The area in question (inside the red dashed lines on the map above) is part of the St Paul's conservation area, which sits in between the Deptford High Street conservation area and the Creekside conservation area. 

In case you were wondering what was here before, helpfully there's an old pre-1945 map on the exhibition boards that are downloadable from the consultation page showing the houses that lined Crossfields St before the bombs fell and the post-war clearance took place.

I wasn't able to go to the consultation in the Deptford Lounge when the staff were there, so I only have the information on the boards to go by. I don't know how fluid or fixed the proposals are, what procedures they still have to go through, or even why the boards have put forward three very different options for the space - which in fact suggests that the 'masterplan' is still very much a work in progress.

If that's the case, then great. Certain aspects of the 'preferred' masterplan are rather disappointing and I would hope to see them improved.

Inevitably there are certain constraints that can't be eliminated - the need for maintenance access to the tunnel shaft, and the presence of some above-ground infrastructure including ventilation shafts will be a permanent legacy. But this still leaves plenty of flexibility to make usable, pleasant spaces. 

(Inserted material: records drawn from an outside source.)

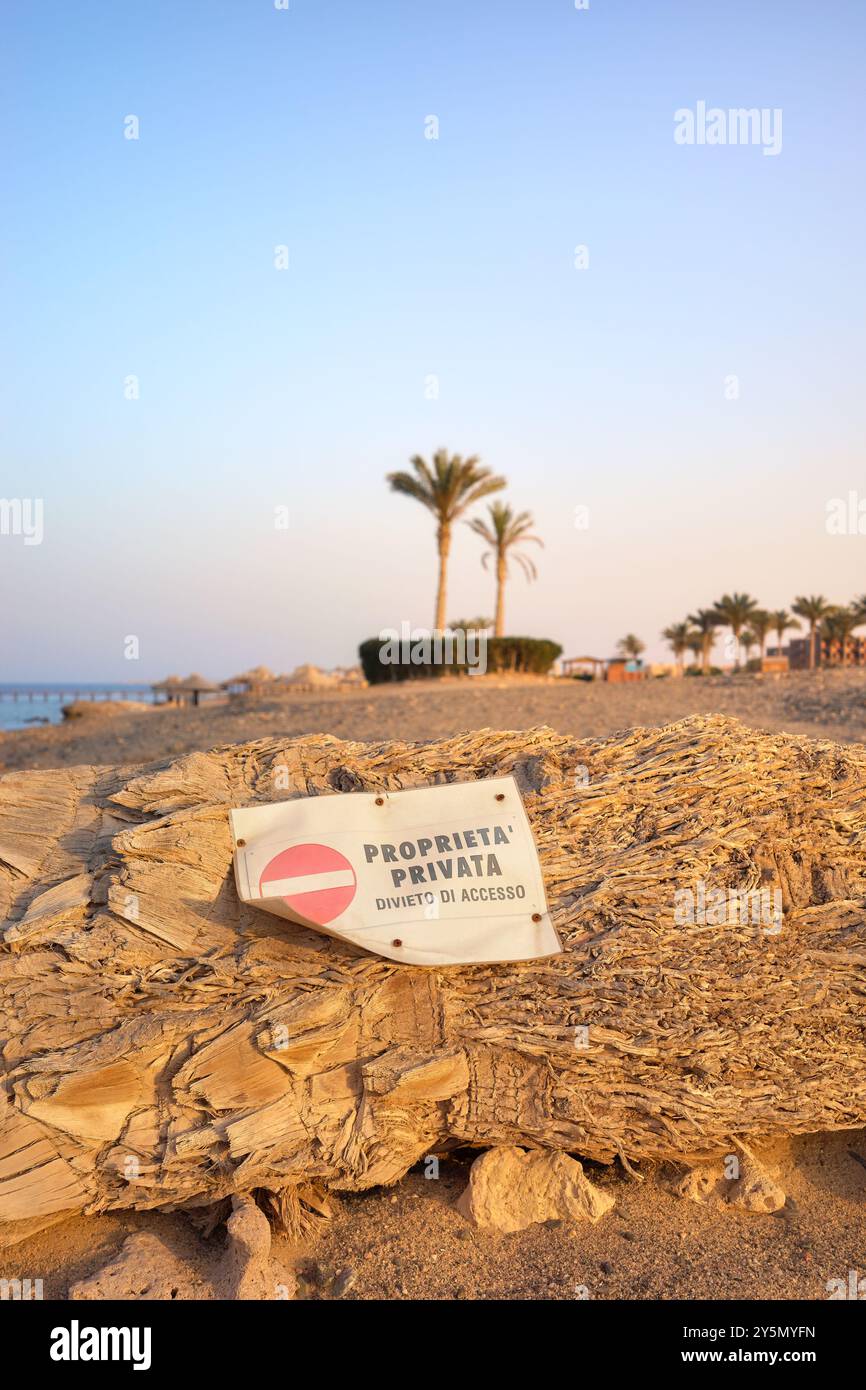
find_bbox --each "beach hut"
[220,666,277,695]
[174,671,220,705]
[562,656,605,680]
[605,656,646,685]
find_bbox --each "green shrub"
[357,637,563,685]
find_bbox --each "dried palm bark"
[0,717,866,1233]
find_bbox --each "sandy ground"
[0,670,866,769]
[0,671,866,1300]
[6,1131,866,1300]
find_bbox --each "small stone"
[456,1145,614,1233]
[334,1269,357,1298]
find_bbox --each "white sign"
[229,777,562,966]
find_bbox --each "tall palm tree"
[749,609,773,662]
[388,449,505,632]
[714,594,758,669]
[467,500,544,637]
[820,605,860,666]
[616,632,646,662]
[791,594,830,671]
[662,623,691,671]
[770,609,799,656]
[688,609,720,676]
[685,627,703,663]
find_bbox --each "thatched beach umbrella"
[150,676,181,703]
[174,671,220,705]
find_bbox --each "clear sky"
[0,0,866,681]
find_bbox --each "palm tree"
[662,623,691,673]
[770,609,799,656]
[388,449,505,632]
[749,609,773,662]
[714,594,758,670]
[688,609,719,676]
[820,605,860,666]
[685,627,705,664]
[467,500,544,637]
[791,594,830,671]
[616,632,646,662]
[448,617,493,632]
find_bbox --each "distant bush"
[357,637,563,685]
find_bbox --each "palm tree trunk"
[435,525,450,632]
[493,556,506,637]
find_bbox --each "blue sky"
[0,0,866,681]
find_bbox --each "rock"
[674,1155,785,1212]
[214,1197,296,1301]
[728,1158,785,1212]
[455,1147,614,1232]
[673,1163,728,1208]
[70,1197,296,1301]
[332,1269,357,1298]
[70,1232,213,1302]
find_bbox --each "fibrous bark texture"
[0,717,866,1232]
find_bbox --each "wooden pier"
[0,685,153,703]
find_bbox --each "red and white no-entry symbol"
[259,845,357,927]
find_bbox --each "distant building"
[788,634,866,671]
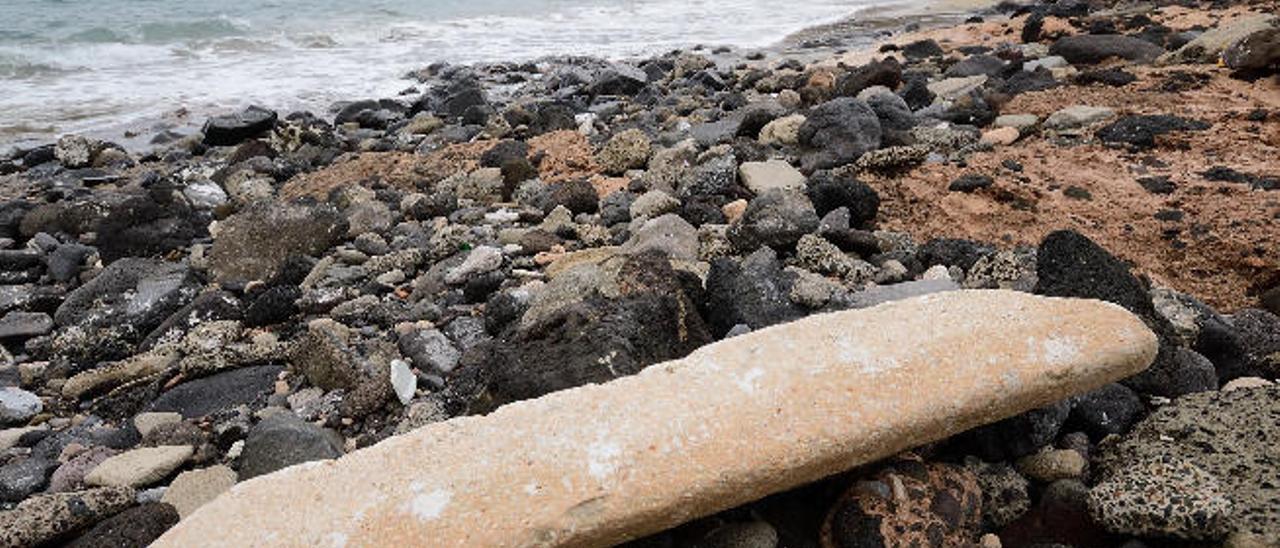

First the good stuff. I'm happy to see lots of new trees in the masterplan - let's just hope they make it past the powers that be, and don't have to be eliminated to address 'security' concerns or because they are blocking the vision of the CCTV cameras. The CCTV cameras that are generally worse than useless when it comes to needing evidence of a crime. 

I like the trees that are proposed down the middle of Deptford Church Street - it's an awful road at the moment which is way too wide and consequently when it's not blocked by stationary traffic it is abused by speeding traffic, depending on the time of day. Narrower lanes and a tree-lined central reservation, with wider crossing points, would help reduce traffic speeds.

I also like the proposals to open up the views of the church and access to the churchyard, so that it is more welcoming to the community. The rear gate of the churchyard is kept locked these days, which means I rarely go inside the walls - when it was open I regularly strolled through it. 

One long-term aspiration for pedestrian links in Deptford has been opening up access through the railway viaduct to Resolution Way and Wavelengths, and that's shown on here with the front of the viaduct proposed as a 'dining and events' space. I assume one of the arches would be opened up on this side to accommodate a cafe/bar premises, although there is probably enough space for a purpose-built premises on the land there.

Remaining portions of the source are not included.